Upon arrival in Paris I had two pressing issues to deal with. The first was how to look as chic as the Parisians. This is immediately a lost cause given that there is snow on the ground, it is minus six degrees and my sensible layers shout eskimo rather than elfin. The second is where to get my morning croissant. This is a serious consideration as despite the fact that there is a boulangerie on every corner in Paris not all croissants are equal.
The majority of boulangeries in Paris no longer bake their croissants from scratch but use a ready mix instead which they then bake. In order to avoid the perils of a pre-prepared croissant I consulted Chez Pim who has listed the best croissant in each arrondissement. Pim’s choice for the 20th arrondissement is A la flute Gana. The word flute is another term for baguette and Gana comes from Ganachaud , the family name of the owners of this tiny boulangerie. Despite the varied boulangeries that stood between me and Pim’s recommendation I pursued my croissant with single minded determination. After a fifteen minute walk through the icy streets I reached A la flute Gana and had the croissant in my hot little hands.

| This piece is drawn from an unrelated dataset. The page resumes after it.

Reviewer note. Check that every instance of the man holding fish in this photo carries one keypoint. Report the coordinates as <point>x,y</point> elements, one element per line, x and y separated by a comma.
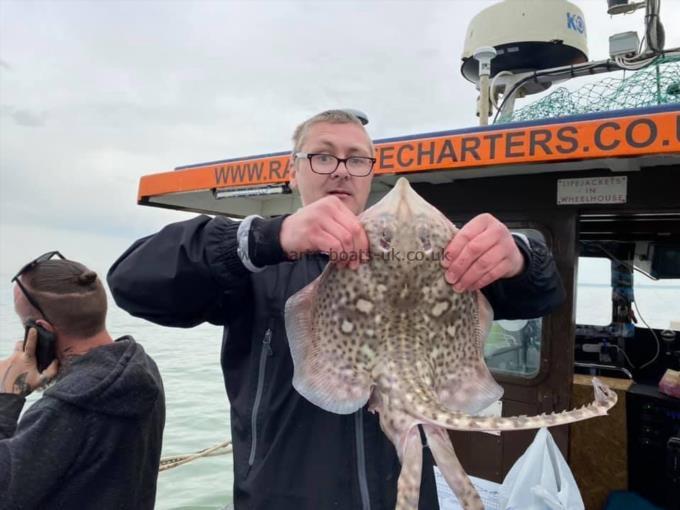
<point>289,453</point>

My croissant was perfectly formed in sculptural waves with a golden hue. The exterior flaked in my hand as I tore it apart to expose the soft clouds of pastry inside. One bite and the croissant mission was worth it. The pastry was sweet but not cloying. I could relax. I might not have had the Parisian style but I did have an excellent croissant.
Details: A la Flute Gana, 226 Rue des Pyrenees, Paris 75020. Open every day.